Henry Roderick Newman

American Art

Newman’s lifelong faithfulness to the demanding, precise, Pre-Raphaelite style was reinforced by his close friendship with the English art critic John Ruskin. Newman settled in Florence about 1870, and The Priest’s Garden on the Tuscan Coast is one of several works by him that feature Italy’s Gulf of Spezia, a site redolent with Romantic associations (including the tragic 1822 drowning of the poet Percy Bysshe Shelley).
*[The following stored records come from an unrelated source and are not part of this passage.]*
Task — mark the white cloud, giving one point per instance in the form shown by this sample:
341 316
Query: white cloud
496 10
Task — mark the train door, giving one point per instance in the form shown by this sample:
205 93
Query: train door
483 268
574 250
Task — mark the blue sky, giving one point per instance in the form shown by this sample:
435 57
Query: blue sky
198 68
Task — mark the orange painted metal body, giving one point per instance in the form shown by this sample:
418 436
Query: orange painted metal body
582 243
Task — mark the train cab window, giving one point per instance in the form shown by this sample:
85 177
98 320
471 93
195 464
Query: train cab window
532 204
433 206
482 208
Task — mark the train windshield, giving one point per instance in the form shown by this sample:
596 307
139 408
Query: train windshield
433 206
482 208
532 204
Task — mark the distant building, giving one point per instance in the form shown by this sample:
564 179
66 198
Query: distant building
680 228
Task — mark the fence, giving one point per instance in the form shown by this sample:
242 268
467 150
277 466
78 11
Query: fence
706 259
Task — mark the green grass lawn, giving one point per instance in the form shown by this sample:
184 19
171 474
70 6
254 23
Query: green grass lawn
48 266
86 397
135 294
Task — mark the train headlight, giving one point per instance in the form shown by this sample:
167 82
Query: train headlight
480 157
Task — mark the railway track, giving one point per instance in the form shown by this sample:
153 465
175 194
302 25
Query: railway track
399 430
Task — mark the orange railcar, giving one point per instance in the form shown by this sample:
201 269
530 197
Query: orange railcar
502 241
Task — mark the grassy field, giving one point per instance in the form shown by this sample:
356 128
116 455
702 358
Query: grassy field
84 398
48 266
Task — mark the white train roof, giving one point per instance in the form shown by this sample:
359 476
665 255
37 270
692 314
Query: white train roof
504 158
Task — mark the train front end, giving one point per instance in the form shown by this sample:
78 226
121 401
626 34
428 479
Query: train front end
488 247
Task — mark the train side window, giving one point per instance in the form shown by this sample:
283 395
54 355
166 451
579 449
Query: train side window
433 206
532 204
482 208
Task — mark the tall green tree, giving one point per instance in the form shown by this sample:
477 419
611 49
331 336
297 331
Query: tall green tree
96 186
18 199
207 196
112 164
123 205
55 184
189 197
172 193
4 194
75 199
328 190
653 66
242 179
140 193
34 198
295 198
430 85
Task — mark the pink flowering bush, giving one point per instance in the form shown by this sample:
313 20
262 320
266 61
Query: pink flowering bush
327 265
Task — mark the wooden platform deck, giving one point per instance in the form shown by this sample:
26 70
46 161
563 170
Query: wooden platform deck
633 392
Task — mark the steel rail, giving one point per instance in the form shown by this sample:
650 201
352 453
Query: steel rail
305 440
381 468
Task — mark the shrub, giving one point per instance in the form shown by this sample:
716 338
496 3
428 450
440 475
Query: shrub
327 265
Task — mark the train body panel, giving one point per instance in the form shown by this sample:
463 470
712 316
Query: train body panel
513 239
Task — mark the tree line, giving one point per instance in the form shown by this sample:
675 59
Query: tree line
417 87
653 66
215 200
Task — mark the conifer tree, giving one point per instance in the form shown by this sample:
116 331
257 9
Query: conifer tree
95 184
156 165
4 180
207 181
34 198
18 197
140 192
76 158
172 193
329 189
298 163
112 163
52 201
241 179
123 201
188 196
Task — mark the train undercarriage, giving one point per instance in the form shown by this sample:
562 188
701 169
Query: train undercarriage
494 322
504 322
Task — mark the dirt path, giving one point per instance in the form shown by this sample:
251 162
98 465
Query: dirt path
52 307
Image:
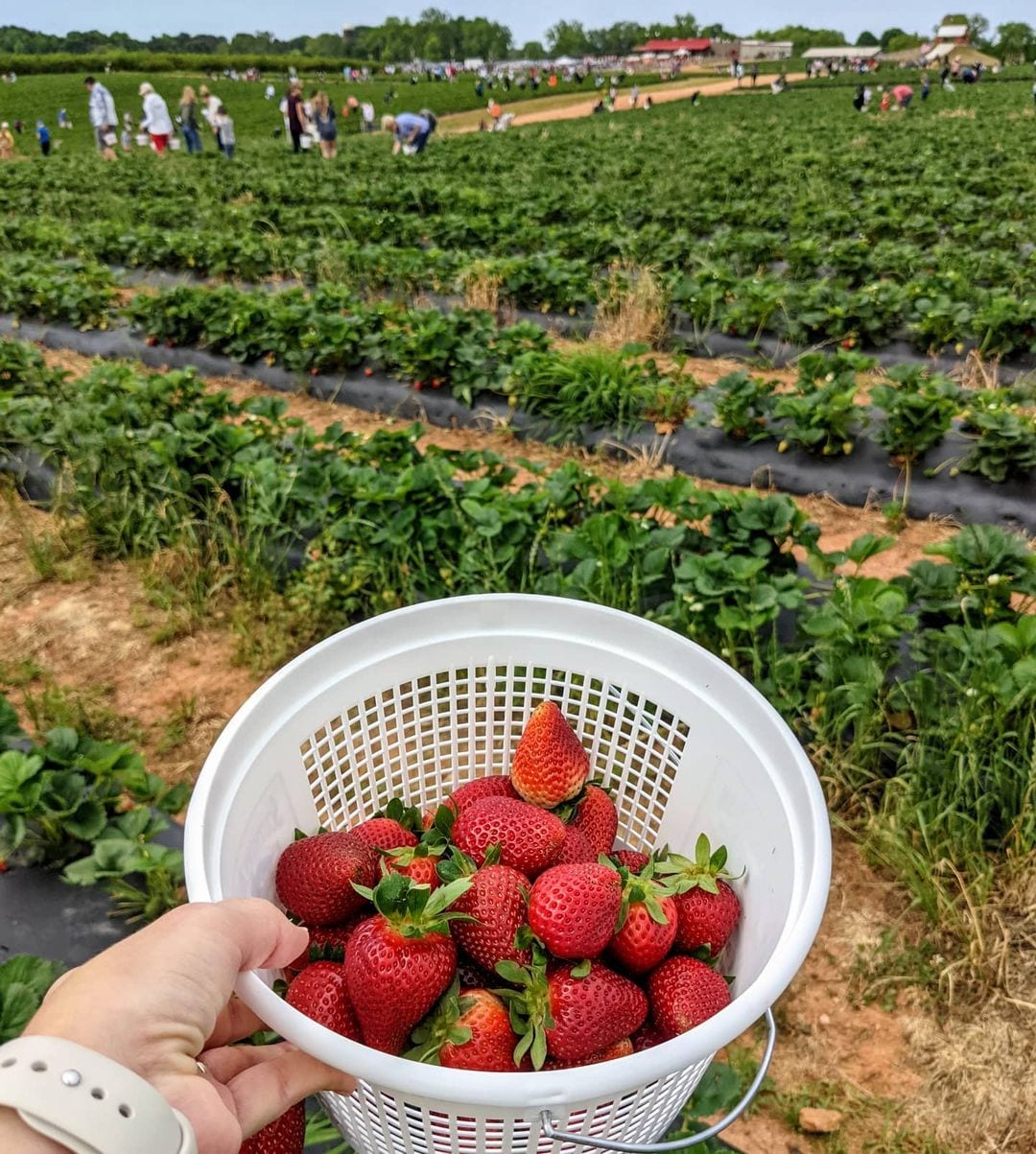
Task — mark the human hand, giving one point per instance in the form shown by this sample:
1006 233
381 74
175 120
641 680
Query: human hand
160 1001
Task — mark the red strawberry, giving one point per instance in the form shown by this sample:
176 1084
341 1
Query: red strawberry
575 848
573 909
315 876
319 993
529 836
647 1036
550 765
383 834
684 993
632 859
497 785
400 961
326 943
468 1029
647 926
570 1011
416 862
497 903
591 1012
707 908
598 818
285 1135
620 1049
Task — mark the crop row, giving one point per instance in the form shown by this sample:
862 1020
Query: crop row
465 352
887 682
803 243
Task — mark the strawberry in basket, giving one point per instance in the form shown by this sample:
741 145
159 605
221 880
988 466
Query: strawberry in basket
400 961
468 1029
551 764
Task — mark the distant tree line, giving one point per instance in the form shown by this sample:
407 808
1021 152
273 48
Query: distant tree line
436 35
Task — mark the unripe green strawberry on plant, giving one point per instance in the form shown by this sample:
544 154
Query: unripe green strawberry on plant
648 922
707 908
529 836
573 909
315 876
400 961
468 1029
319 993
684 993
285 1135
497 907
570 1011
550 764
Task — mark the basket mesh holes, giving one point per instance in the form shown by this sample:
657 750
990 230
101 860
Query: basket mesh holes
421 738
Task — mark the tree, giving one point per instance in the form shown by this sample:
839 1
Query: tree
567 38
978 28
1015 40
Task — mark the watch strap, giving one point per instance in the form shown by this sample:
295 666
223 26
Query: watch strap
88 1102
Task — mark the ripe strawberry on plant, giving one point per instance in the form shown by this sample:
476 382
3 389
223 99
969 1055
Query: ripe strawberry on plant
326 943
285 1135
397 825
468 1029
620 1049
319 993
399 962
684 993
594 814
550 764
497 907
315 876
707 908
573 909
529 836
570 1011
648 922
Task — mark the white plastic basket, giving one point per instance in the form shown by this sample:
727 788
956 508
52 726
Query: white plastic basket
417 700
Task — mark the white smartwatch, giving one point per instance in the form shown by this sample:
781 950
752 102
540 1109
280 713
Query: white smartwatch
86 1102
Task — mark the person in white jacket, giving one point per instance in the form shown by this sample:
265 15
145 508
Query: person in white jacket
103 117
157 121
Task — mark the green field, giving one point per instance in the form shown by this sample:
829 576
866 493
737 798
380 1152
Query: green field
794 220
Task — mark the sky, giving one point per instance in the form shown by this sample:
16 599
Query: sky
529 20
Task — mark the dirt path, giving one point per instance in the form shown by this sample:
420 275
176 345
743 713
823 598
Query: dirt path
574 106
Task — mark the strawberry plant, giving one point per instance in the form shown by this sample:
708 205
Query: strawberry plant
918 410
1003 437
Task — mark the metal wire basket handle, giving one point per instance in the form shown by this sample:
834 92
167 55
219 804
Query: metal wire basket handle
550 1126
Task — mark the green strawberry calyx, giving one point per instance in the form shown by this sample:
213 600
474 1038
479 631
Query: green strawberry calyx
441 1026
415 910
645 888
701 874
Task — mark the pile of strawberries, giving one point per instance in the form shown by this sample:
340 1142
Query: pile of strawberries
505 930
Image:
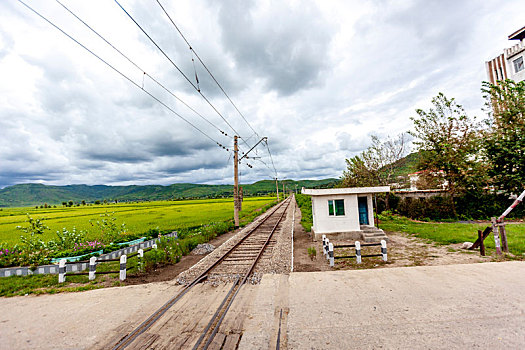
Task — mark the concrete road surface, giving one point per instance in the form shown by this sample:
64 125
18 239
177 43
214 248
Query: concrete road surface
477 306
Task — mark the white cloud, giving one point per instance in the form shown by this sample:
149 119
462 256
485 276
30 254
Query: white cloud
317 77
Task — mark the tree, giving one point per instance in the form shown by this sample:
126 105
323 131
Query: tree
505 139
376 165
449 141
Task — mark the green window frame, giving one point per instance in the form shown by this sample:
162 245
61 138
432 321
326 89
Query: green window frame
336 207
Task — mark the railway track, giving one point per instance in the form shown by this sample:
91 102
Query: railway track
237 263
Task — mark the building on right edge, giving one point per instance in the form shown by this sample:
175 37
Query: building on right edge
511 63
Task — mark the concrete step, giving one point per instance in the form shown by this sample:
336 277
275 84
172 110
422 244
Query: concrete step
375 239
373 234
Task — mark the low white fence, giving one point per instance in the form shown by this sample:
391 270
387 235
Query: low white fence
81 265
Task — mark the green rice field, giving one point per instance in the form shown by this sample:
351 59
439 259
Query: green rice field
138 217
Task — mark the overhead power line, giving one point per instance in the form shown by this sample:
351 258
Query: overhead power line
139 68
271 158
120 73
209 72
177 67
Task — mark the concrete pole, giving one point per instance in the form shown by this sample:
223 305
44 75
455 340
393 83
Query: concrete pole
123 260
92 267
383 249
235 182
358 252
331 253
62 271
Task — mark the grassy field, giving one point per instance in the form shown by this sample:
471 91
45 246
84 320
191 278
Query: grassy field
448 233
138 217
442 233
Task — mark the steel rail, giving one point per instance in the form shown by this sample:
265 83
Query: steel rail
127 340
250 270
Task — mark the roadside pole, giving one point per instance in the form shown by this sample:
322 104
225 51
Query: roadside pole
235 182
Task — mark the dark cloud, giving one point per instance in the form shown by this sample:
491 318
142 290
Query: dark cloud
287 48
316 78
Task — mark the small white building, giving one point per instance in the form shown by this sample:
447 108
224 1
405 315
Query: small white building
345 213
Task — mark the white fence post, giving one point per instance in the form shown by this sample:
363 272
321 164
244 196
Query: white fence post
324 244
141 261
358 252
123 260
62 271
383 249
331 254
92 267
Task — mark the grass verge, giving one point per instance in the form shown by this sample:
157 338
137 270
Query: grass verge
450 233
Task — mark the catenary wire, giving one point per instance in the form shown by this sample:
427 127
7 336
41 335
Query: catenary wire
119 72
205 67
142 70
177 67
271 158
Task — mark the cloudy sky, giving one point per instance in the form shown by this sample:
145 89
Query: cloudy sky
316 77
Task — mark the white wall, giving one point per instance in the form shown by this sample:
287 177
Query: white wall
520 76
324 223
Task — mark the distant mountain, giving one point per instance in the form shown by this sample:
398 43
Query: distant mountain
38 194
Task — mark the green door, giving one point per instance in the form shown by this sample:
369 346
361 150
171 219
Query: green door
363 210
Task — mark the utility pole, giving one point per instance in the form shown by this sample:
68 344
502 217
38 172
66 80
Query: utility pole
235 182
277 186
237 200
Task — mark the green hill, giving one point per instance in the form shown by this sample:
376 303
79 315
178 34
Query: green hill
38 194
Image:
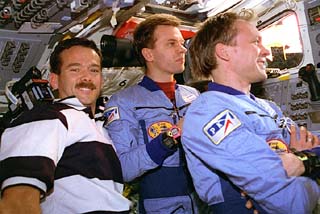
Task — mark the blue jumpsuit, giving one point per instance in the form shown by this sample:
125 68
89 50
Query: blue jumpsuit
225 137
136 116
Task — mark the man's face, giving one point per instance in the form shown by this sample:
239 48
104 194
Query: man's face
168 52
80 76
249 55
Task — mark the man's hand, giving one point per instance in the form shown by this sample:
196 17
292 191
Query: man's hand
307 139
292 164
180 123
20 199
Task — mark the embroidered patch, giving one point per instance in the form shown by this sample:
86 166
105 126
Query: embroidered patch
278 146
221 126
112 114
158 127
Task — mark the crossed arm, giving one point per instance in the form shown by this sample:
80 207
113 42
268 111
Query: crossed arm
20 199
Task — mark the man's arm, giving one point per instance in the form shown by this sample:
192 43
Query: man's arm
20 199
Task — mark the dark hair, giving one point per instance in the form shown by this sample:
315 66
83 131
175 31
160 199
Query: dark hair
216 29
55 59
143 36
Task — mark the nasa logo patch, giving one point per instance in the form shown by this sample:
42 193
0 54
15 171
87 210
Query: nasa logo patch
112 114
221 126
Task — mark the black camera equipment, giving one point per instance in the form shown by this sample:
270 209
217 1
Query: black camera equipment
118 52
25 94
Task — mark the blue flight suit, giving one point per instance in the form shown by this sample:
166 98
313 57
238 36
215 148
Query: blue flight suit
225 137
136 117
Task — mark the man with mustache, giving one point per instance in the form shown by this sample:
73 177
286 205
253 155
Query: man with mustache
142 120
55 158
237 145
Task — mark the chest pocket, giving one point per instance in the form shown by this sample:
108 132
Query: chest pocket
154 120
264 125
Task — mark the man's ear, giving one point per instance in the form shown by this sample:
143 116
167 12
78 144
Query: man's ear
53 80
147 54
222 51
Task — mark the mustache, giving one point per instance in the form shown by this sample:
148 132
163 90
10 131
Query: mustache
89 85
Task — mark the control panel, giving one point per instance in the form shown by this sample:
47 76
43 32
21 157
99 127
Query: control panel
312 11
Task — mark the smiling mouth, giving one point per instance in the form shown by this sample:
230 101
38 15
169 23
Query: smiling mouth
86 86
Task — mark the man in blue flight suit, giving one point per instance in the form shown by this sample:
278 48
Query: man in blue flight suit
143 120
237 146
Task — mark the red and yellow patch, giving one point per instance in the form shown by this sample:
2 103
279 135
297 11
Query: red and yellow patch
156 128
278 145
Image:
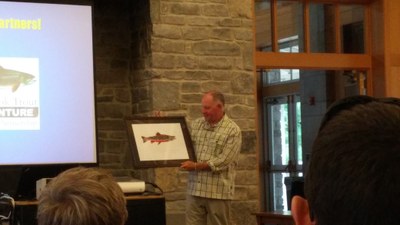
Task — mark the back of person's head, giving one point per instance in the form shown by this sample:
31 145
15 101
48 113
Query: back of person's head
354 171
82 196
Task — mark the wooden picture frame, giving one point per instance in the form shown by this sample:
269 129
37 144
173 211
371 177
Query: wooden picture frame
159 141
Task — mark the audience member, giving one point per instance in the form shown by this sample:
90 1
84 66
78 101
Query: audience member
82 196
354 171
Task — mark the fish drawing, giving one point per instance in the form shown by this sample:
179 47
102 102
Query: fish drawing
14 78
158 138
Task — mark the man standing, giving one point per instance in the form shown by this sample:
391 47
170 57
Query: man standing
211 184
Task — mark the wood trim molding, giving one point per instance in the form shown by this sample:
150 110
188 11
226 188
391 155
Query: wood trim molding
327 61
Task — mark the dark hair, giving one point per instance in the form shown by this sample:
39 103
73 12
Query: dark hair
354 171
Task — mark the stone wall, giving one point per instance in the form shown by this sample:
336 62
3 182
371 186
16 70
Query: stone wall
161 55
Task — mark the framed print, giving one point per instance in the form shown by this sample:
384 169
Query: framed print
159 141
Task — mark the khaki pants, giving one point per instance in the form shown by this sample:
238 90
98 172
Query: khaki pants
207 211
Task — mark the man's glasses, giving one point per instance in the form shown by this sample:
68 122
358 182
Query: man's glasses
349 102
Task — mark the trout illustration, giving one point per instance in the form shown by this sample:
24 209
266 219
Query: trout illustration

MEDIUM Watercolor and graphite on wove paper
DATES 1883
DIMENSIONS 13 1/2 x 18 1/2 in.  (show scale)
SIGNATURE Signed lower right: "H.R. Newman / 1883"
COLLECTIONS American Art
ACCESSION NUMBER 88.39
CREDIT LINE Purchased with funds given by Mr. and Mrs. Leonard L. Milberg
MUSEUM LOCATION This item is not on view
CAPTION Henry Roderick Newman (American, 1843–1917). The Priest's Garden, 1883. Watercolor and graphite on wove paper, 13 1/2 x 18 1/2 in. Brooklyn Museum, Purchased with funds given by Mr. and Mrs. Leonard L. Milberg, 88.39 (Photo: Brooklyn Museum, 88.39_SL1.jpg)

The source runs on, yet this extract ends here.